Two years since a U.S. law put the spotlight on the issue of conflict minerals from eastern Democratic Republic of Congo, which American electronics companies are making strides to clean up their supply chains and which are lagging behind-or doing nothing at all? A report published by the Enough Project assesses the efforts of the 24 largest consumer electronics companies and ranks them in order. At the top: Intel, HP, Motorola Solutions, and Apple, all of which have taken significant steps to trace and audit their supply chains, as well as support industry-wide certification efforts. At the other end of the spectrum: Canon, Nikon, Sharp, and HTC have made little progress to address conflict minerals in their supply chains, achieving less than 10 percent of the 100 possible points of Enough's criteria. Notably, Nintendo ranks at the very bottom of the list, having failed to make any known effort to trace or audit its supply chain, despite growing public awareness.
This is the second time that Enough has ranked electronics companies according to their progress to address the use of Congo's conflict minerals in their supply chains. Enough issued its first company rankings in 2010, and today's report builds on those findings, comparing each company's current effort to its previous score, when available.
Spurred by the increased attention from the conflict minerals provision of the Dodd-Frank financial reform bill and by consumer activism, the 2012 rankings show an overall trend of improvement among electronics companies to invest in a conflict-free mining sector in eastern Congo. However, other industries, including jewelry, automotive, and industrial machinery have made less progress.
"Much of the progress that has been made by electronics companies on conflict minerals can be attributed to direct consumer action," said report co-author and Enough Project Student Coordinator Alexandra Hellmuth in a press release. "We are witnessing a mass consumer movement for the creation of a clean minerals sector in Congo. Not surprisingly, college students have emerged as the leading activists on this issue. Students from more than 100 college campuses across the U.S. and U.K. are advocating for their university's purchasing and investment policies to reflect company action on conflict minerals."
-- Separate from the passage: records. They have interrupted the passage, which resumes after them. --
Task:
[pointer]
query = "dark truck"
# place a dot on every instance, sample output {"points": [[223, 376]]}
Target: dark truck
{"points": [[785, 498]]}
As part of the rollout of today's company rankings report, Enough also released a new video featuring actor and ethical mining entrepreneur Jeffrey Wright of "Angels in America," and "Basquiat," and the James Bond franchise fame.
Wright and Enough Executive Director John C. Bradshaw also co-wrote an oped featured today on the Huffington Post's homepage to announce the release of the rankings. The report package also includes a new slideshow of photographs from Enough's researchers in the field. The rankings are designed to help provide consumers with information to make responsible and informed purchasing choices, and to give them the opportunity to demonstrate to companies why conflict-free from Congo is important.
The report comes just days before the U.S. Securities and Exchange Commission is expected to vote on the final rules on reporting requirements for U.S. companies potentially dealing in conflict minerals. "The SEC should ensure that retailers and all firms that use the minerals are covered by the rules and that there is not a long phase-in period,” said Sasha Lezhnev, report co-author and Enough Project Senior Policy Analyst. “Otherwise, the Intels and HPs will be left unfairly holding the bag for a problem that belongs to thousands of companies that have been turning a blind eye to this problem for years."